Sa deuxième programmation l'a montré en 2024 : une nouvelle ère de la diversité a commencé. Tous les styles, courants, modes et méthodes sont désormais les bienvenus, de nouveaux records sont atteints en termes de nombre de visiteurs. Le portfolio de festivals établis comme Eclat à Stuttgart, Ultraschall à Berlin ou les Tage für neue Kammermusik à Witten, dont Patrick Hahn a repris la direction artistique en 2024, témoigne également de cette évolution.

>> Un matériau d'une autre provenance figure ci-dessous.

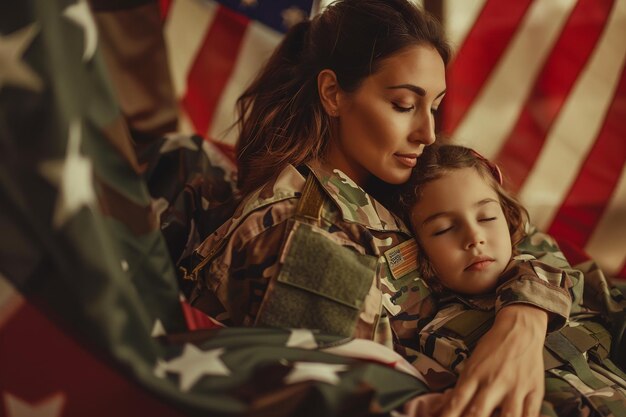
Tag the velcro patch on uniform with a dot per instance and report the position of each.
(402, 259)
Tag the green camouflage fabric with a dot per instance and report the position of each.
(240, 267)
(588, 386)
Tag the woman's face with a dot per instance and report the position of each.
(384, 125)
(460, 225)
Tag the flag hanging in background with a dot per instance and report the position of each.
(90, 319)
(540, 87)
(537, 85)
(216, 48)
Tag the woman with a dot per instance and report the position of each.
(346, 102)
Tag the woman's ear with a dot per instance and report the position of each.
(329, 90)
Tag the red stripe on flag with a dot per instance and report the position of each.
(38, 358)
(213, 66)
(586, 201)
(164, 8)
(558, 76)
(622, 273)
(485, 43)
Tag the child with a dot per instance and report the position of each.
(468, 229)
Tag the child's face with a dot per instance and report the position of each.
(461, 227)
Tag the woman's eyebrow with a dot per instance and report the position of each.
(417, 90)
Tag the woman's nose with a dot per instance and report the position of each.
(424, 129)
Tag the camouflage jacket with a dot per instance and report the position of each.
(347, 268)
(581, 376)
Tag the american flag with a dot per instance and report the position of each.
(540, 87)
(90, 318)
(537, 85)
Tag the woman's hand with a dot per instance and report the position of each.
(505, 371)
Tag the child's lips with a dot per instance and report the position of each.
(480, 263)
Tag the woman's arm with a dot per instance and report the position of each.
(505, 371)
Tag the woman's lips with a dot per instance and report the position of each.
(408, 159)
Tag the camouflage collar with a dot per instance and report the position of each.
(355, 204)
(486, 302)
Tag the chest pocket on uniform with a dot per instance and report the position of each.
(322, 285)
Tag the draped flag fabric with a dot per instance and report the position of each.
(90, 319)
(537, 85)
(540, 87)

Dans ce contexte, il est intéressant de noter que 2024 a été une très bonne année pour le label d'avant-garde bastille musique. Le fondateur et gérant, Sébastien Solte, a travaillé avec des maisons de disques, il s'est occupé de l'avant-garde underground et expérimentale. Alors que les grandes maisons de disques suivent le courant de la diffusion en continu avec de moins en moins de productions, Solte a sorti en 2024 plus de CD (à l'ancienne) contenant de la nouvelle musique que jamais auparavant. Interrogé à ce sujet, il a déclaré: «L'inflation nous complique la vie, à nous les maisons de disques. Il y a eu des premiers signes avant-coureurs des coupes. Mais bastille musique dessert un créneau qui s'est avéré relativement robuste, il y a eu de super concerts, un public reconnaissant!»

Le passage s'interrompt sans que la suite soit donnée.